Aramıza yeni katılan yazarımız Sevda Noyan’sa ilk yazısını şöyle tamamlamış:
“Sevgisiz kalın, parasız kalın ama akılsız kalmayın!”
Dilerim ki yaşam sizi hiçbir şeyden mahrum etmesin ama aynen Sevda’nın dediği gibi özellikle “akılsız ve de fikirsiz” bırakmasın sevgili Yenibursa okurları!
Akıl var fikir var…
Tramvay eğer Bursa’nın 100 yıllık hayali idiyse, 100 yıl öncesini hayalidir; bu günün değil!

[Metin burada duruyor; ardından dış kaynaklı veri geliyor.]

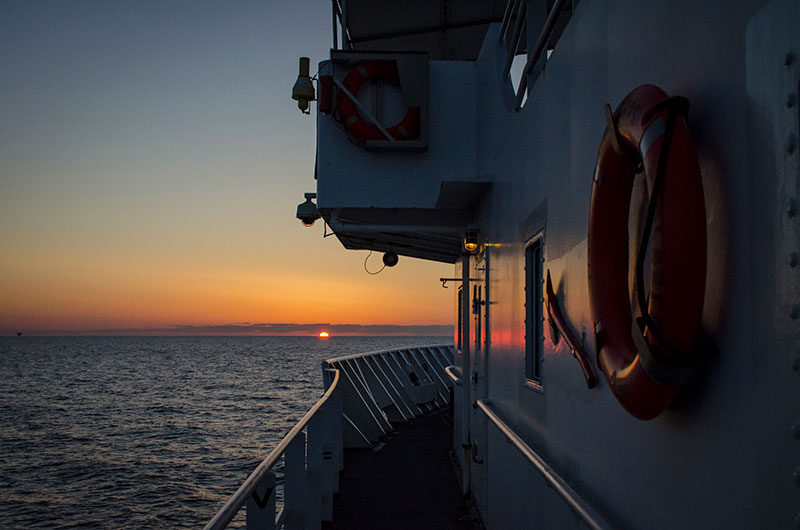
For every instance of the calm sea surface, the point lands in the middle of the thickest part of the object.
(148, 432)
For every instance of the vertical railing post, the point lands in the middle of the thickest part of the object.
(314, 478)
(337, 408)
(260, 507)
(295, 483)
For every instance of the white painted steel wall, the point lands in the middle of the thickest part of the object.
(723, 455)
(352, 177)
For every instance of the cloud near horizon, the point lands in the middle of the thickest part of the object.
(263, 328)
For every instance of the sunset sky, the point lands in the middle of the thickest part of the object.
(151, 161)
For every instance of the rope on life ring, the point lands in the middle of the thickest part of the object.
(360, 129)
(645, 360)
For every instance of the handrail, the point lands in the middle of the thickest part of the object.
(226, 514)
(377, 352)
(451, 373)
(578, 505)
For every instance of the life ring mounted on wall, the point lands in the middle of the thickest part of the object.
(408, 128)
(645, 360)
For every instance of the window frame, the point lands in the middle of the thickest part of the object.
(534, 312)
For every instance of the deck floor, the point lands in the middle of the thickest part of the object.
(408, 482)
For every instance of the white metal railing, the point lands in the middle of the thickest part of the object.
(312, 461)
(454, 373)
(581, 508)
(364, 392)
(517, 10)
(382, 387)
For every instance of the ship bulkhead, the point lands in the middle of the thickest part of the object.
(435, 143)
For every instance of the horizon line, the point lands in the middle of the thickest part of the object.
(257, 329)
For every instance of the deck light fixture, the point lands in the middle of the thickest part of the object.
(390, 258)
(307, 211)
(303, 89)
(471, 239)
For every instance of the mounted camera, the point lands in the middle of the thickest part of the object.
(307, 211)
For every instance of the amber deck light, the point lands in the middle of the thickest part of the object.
(471, 239)
(303, 89)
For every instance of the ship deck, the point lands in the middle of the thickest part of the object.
(408, 481)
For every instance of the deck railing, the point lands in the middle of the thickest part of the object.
(312, 454)
(364, 394)
(382, 387)
(578, 505)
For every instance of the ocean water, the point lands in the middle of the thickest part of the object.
(148, 432)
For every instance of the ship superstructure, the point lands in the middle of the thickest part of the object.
(512, 161)
(616, 185)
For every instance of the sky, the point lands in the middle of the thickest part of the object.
(151, 161)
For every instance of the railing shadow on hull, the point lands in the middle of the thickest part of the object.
(364, 393)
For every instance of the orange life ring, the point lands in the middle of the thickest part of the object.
(354, 124)
(645, 365)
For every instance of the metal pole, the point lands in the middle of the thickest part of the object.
(466, 373)
(345, 41)
(335, 32)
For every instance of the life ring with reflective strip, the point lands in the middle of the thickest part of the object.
(646, 360)
(361, 129)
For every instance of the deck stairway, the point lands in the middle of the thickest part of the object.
(374, 451)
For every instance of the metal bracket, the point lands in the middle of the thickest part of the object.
(557, 320)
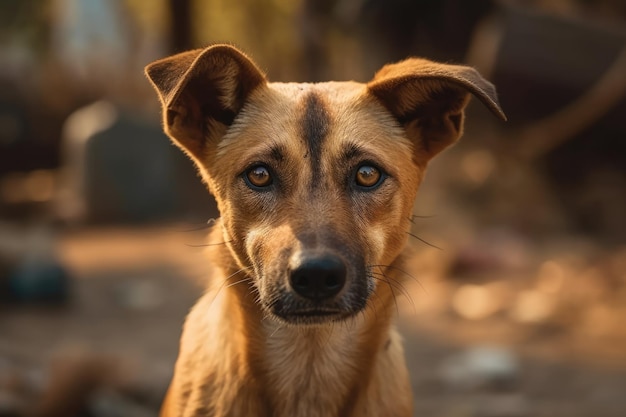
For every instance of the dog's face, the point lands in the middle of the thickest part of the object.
(315, 182)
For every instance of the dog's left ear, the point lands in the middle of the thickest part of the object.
(202, 91)
(429, 99)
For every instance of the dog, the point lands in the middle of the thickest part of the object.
(315, 184)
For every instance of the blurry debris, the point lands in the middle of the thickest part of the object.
(494, 250)
(23, 187)
(120, 168)
(111, 403)
(73, 378)
(566, 96)
(141, 295)
(30, 271)
(481, 368)
(476, 302)
(36, 280)
(502, 405)
(79, 127)
(532, 307)
(551, 277)
(92, 37)
(543, 136)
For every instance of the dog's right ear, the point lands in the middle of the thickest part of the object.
(201, 92)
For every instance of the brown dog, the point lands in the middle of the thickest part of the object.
(315, 184)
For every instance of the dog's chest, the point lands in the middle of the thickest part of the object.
(311, 370)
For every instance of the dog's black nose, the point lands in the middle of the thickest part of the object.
(319, 278)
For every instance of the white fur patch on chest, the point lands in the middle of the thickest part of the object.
(309, 367)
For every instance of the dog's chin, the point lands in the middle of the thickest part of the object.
(312, 317)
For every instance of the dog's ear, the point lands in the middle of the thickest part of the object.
(429, 99)
(201, 92)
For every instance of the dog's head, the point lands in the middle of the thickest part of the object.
(315, 182)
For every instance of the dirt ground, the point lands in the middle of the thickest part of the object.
(470, 353)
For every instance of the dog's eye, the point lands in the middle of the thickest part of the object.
(368, 176)
(259, 176)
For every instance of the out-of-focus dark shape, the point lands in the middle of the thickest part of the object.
(120, 168)
(562, 84)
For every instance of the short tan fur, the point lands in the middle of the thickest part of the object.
(315, 184)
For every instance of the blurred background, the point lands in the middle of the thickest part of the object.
(517, 301)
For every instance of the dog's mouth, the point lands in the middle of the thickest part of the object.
(313, 316)
(295, 313)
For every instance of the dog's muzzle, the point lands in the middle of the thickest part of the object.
(319, 278)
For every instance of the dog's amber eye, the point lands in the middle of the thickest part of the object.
(259, 176)
(368, 176)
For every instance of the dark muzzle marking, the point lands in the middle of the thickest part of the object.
(315, 125)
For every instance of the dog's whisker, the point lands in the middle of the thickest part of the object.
(204, 245)
(225, 280)
(395, 268)
(417, 216)
(205, 226)
(423, 241)
(393, 294)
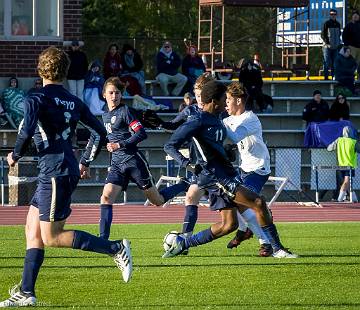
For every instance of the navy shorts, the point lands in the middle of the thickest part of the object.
(53, 197)
(136, 170)
(253, 181)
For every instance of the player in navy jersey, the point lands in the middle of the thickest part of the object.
(217, 174)
(124, 132)
(50, 117)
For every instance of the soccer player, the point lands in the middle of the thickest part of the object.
(50, 118)
(244, 129)
(124, 133)
(214, 171)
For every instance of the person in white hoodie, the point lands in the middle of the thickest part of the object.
(244, 129)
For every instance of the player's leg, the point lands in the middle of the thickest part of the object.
(114, 183)
(23, 294)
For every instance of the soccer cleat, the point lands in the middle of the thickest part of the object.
(265, 250)
(123, 259)
(240, 237)
(18, 298)
(177, 247)
(284, 253)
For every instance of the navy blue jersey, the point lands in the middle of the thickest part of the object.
(122, 127)
(208, 134)
(50, 117)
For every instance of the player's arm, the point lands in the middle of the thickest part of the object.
(183, 134)
(27, 129)
(97, 137)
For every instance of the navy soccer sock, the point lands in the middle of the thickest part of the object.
(273, 236)
(87, 242)
(202, 237)
(105, 220)
(33, 260)
(190, 218)
(173, 190)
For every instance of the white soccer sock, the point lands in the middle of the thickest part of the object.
(242, 224)
(250, 217)
(341, 196)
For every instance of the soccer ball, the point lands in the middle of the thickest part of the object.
(169, 238)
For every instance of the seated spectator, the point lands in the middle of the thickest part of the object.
(192, 66)
(12, 99)
(94, 82)
(112, 62)
(77, 70)
(132, 65)
(250, 77)
(340, 110)
(168, 63)
(188, 100)
(345, 66)
(346, 148)
(317, 110)
(36, 87)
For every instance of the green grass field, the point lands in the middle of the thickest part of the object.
(327, 276)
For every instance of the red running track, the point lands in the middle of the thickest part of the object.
(138, 214)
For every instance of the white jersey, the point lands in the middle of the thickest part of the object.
(245, 130)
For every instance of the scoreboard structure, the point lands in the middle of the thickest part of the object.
(301, 26)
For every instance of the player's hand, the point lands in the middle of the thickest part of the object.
(112, 147)
(10, 160)
(84, 172)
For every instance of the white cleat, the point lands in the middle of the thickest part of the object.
(283, 253)
(123, 260)
(18, 299)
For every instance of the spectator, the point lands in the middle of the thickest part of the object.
(36, 87)
(250, 77)
(132, 65)
(112, 62)
(94, 82)
(317, 110)
(351, 38)
(330, 35)
(188, 100)
(346, 148)
(12, 99)
(340, 110)
(192, 66)
(345, 66)
(77, 70)
(168, 63)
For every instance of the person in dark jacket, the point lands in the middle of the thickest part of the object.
(168, 63)
(78, 69)
(192, 66)
(351, 38)
(317, 110)
(330, 35)
(132, 65)
(112, 62)
(340, 110)
(345, 66)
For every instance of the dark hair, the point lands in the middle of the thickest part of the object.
(213, 90)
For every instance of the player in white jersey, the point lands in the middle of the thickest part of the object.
(245, 130)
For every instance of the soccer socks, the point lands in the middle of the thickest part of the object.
(250, 217)
(202, 237)
(173, 190)
(87, 242)
(190, 218)
(33, 260)
(273, 236)
(106, 214)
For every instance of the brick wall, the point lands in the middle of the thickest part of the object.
(19, 58)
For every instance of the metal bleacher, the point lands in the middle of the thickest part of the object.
(283, 128)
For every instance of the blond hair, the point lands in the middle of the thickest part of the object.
(53, 64)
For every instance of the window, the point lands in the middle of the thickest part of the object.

Yine, eğer bundan 100 yıl önce şehirlerini tramvaylarla donatan elin oğlu, 100 yıl boyunca toplu ulaşımı metrolar vasıtasıyla yerin altına taşıdıysa ve eğer biz bu gün hala 100 yıl öncesinin hayalinin peşinden koşuyorsak vay halimize!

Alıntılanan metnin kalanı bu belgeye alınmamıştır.